Miguel Alvarenga – A Banda recolheu aos corredores da Monumental, não fosse estragarem-se os instrumentos, assim que caiu o primeiro dos dilúvios que ontem tornaram a corrida de Santarém a mais disparatada da temporada, sem que estivessem reunidas as mínimas condições para que o espectáculo prosseguisse. Mas nós, cronistas e fotógrafos, continuámos ali que nem heróis, arriscando avarias no material fotográfico, para que não faltassem imagens – nem as palavras – de uma tourada que não deveria ter acontecido…

Lembro-me – e o meu querido amigo António Manuel Barata Gomes lembra-se tão bem como eu, fomos juntos do Hotel Rio para a praça e voltámos juntos da praça para o Hotel Rio – de, não há muitos anos, ter caído um dilúvio igual ao de ontem em Badajoz, precisamente no dia de São João, 24 de Junho, ficando a corrida (em que actuavam Pablo Hermoso e dois matadores) de imediato suspensa. Como ontem devia ter acontecido em Santarém e, incompreensivelmente, não aconteceu. Mas Espanha é Espanha e Portugal é um permanente disparate…

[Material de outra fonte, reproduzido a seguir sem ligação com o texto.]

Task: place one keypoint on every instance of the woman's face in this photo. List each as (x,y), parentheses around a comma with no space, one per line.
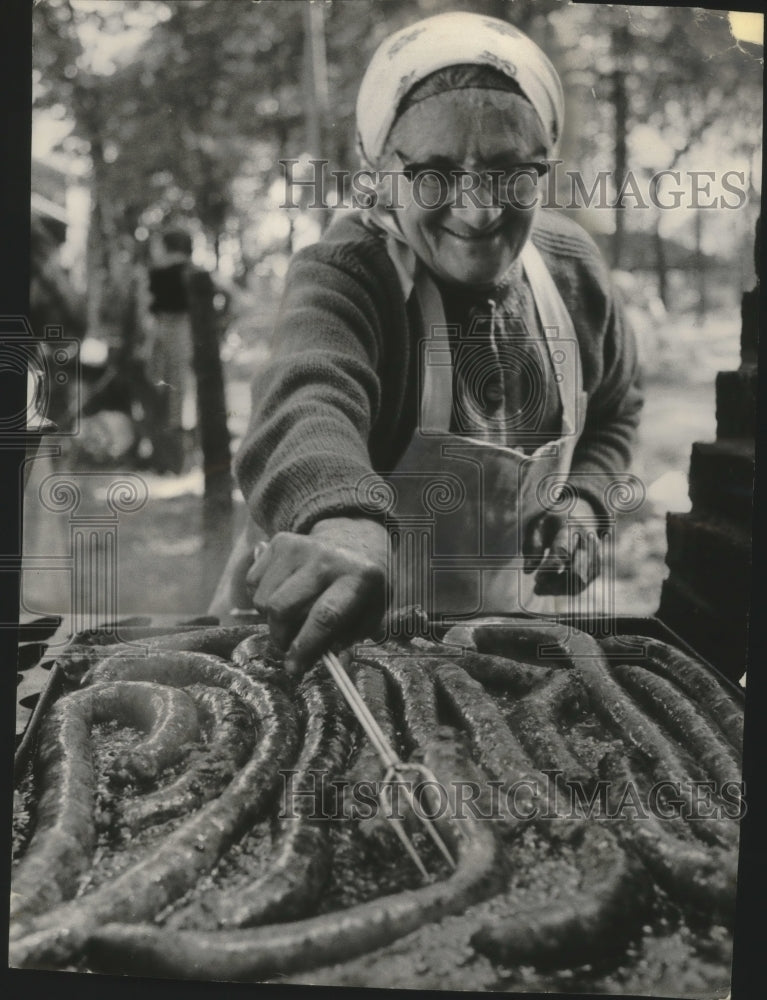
(470,238)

Enfim, no meio da chuvada toda, consegui na mesma captar imagens das seis pegas dos grupos de Santarém e Montemor – e isso é que é importante. Estão aqui.

Não é preciso continuar a chover no molhado, o que tinha a dizer já aqui deixei escrito ontem e não me vou repetir. A corrida deveria ter sido imediatamente suspensa e nunca, em tempo algum, se deveria ter sujeitado o respeitável público a tão grande sacrifício como aquele que ontem todos fizemos, assistindo ao desenrolar das quatro primeiras lides e das quatro primeiras pegas debaixo de água.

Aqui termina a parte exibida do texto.